Clinton’s Campaign Still More Insulting

J.B. Sivanich

Last Friday, Barack Obama committed one of the biggest errors of the 2008 campaign so far with his quote explaining the bitterness felt by small-town industrial workers in Pennsylvania. In the quote, he said, “And it’s not surprising then they get bitter, they cling to guns or religion or antipathy to people who aren’t like them or anti-immigrant sentiment or anti-trade sentiment as a way to explain their frustrations.”
The quote ignited outrage; it should be noted that it was said at a fundraiser in San Francisco, adding salt to the wound. While I grant that it was an error — politicians should never try to explain other people’s feelings — I do not believe that the quote deserves as much backlash as it has received.
Hillary Clinton ran a response advertisement in which a Pennsylvanian woman says, “I was insulted by Barack Obama’s comments.” While she may have been justified in the claim, I think it’s clear that Hillary Clinton’s campaign has been much more insulting to the American public.
After Clinton lost in Iowa, she gave a speech on how she was the real candidate of “change” that Americans were waiting for; ironic, especially in the fact that she was accompanied on stage by former President Bill Clinton, with his former Secretary of State, Madeline Albright, and the former Gen. Wesley Clark, who made his name during the Clinton presidency.
Then there was the whole Jeremiah Wright ordeal, which culminated in Hillary’s husband questioning Obama’s patriotism. After officially swearing off the subject, she brought it up again two weeks later as she reiterated that if it was her decision, “[Wright] would not be my pastor.”
Justifying this return to the subject, she said that she was merely reacting to a reporter’s inquiry; after a small amount of research, though, it came out that she avoided these questions after she formally quit the subject.

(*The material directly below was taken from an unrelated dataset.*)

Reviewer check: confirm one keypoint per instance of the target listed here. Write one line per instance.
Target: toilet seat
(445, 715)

Last month, she attempted to tout her national security credentials by erroneously saying that she flew into Bosnia during the Kosovo crisis under sniper-fire. Tapes proved the opposite, showing her standing on a tarmac while listening to an 8-year-old recite a poem about peace.

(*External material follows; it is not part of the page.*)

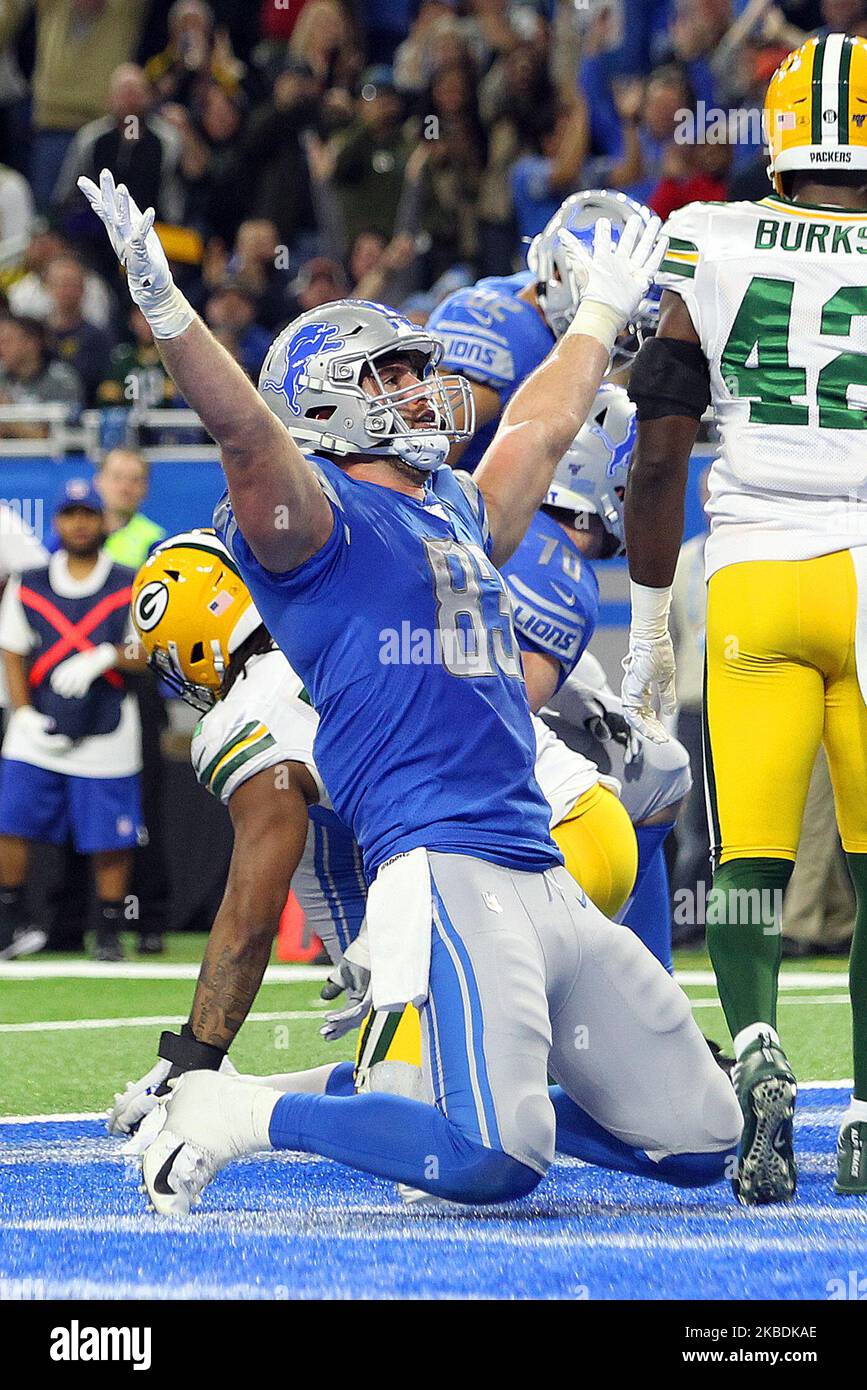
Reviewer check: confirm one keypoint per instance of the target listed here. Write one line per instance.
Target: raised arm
(549, 407)
(275, 496)
(671, 388)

She later blamed the memory lapse on “sleep-deprivation,” which begs the comment that Americans will have to hope that she does not suffer from a likewise bout when she is leader of the free world, especially if she has to answer a phone call of national security importance at “three a.m. in the morning.”

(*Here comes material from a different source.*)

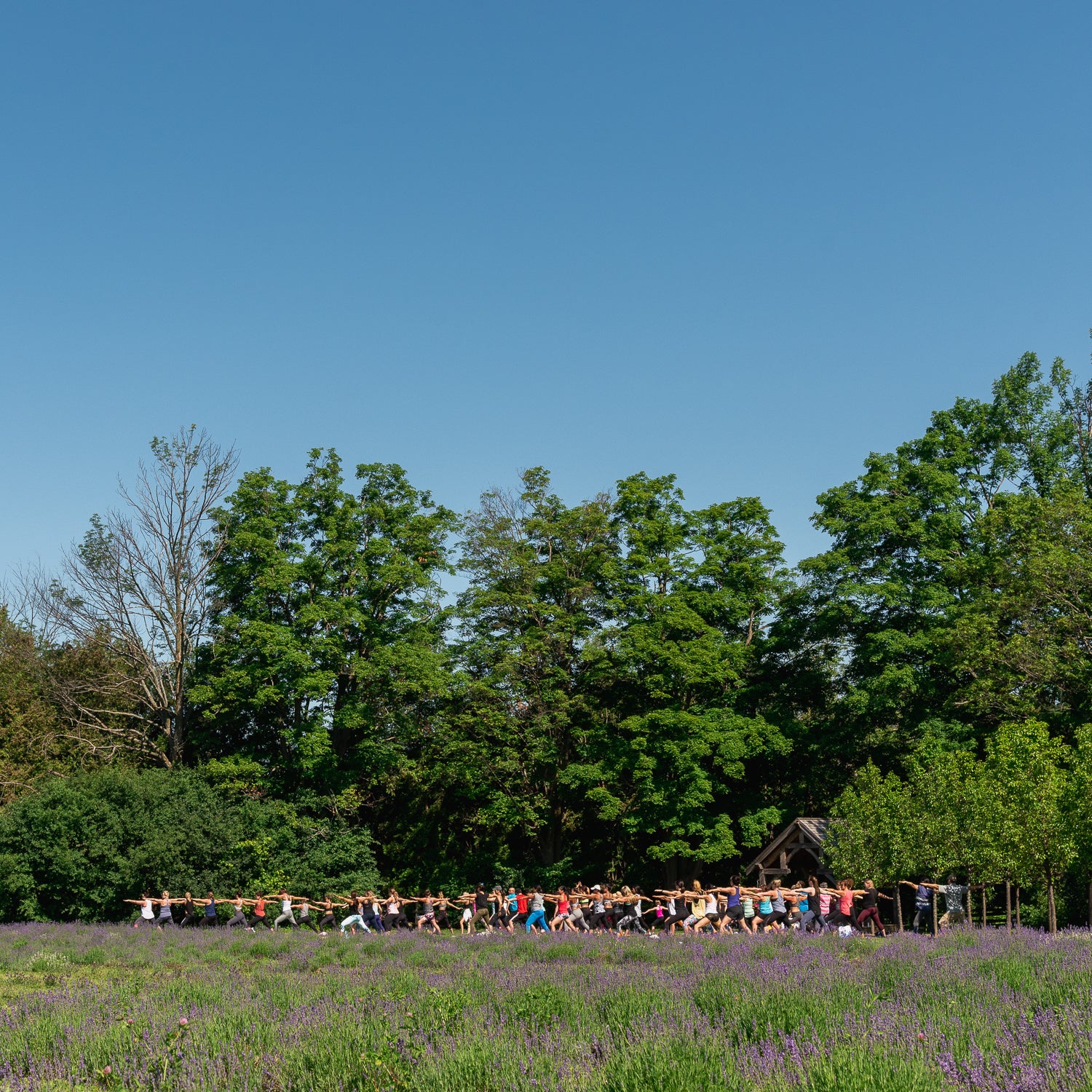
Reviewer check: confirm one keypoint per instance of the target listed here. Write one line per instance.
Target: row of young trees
(626, 683)
(1021, 814)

This is a reference to Clinton’s very controversial ad showing images of a sleeping child with a voice-over asking voters who they would want in the White House to answer a phone call at 3 a.m. dealing with national security.
The ad was ridiculous in its lack of content and its use of extreme imagery — sleeping children, dark lighting and a low, throaty voiceover. It was disrespectful toward voters, who should not have to be force-fed emotionally provocative advertisements.
It was disrespectful because it showed the campaign’s belief that viewers would not be able to see through this attempt to create a crippling — and false — sense of fear.
Clinton biggest insult to the American people was her claim that pledged delegates do not have to actually cast votes for who their constituents voted for, and her asking for Obama’s pledged delegates to switch at the national convention.
Though this may technically be legally possible somehow, it is more un-American than a monarchy. At least in 2000, George Bush was playing by standards — the electoral college, flawed as it may be — written in the Constitution and used in every presidential election since the country’s birth.
By suggesting this, Clinton is trying to take power away from the people in a way that is so blunt you would think that this is Russia. This brings up three questions when considering a Hilary Clinton presidency: What tactics would she resort to in order to grab power? What other American values would she eschew? And how could she sleep at night knowing that she holds the same position that George Washington, John Adams and Thomas Jefferson held?
It’s this overly patriotic, undemocratic and fear-based campaigning on the Clinton side that smells suspiciously of our current president and reveals the campaign’s low opinion of the American people.
It will be a gross irony if Obama’s comment leads to his loss of the nomination, as he will have run a far less insulting campaign than Clinton but will be sunk because he was considered insulting.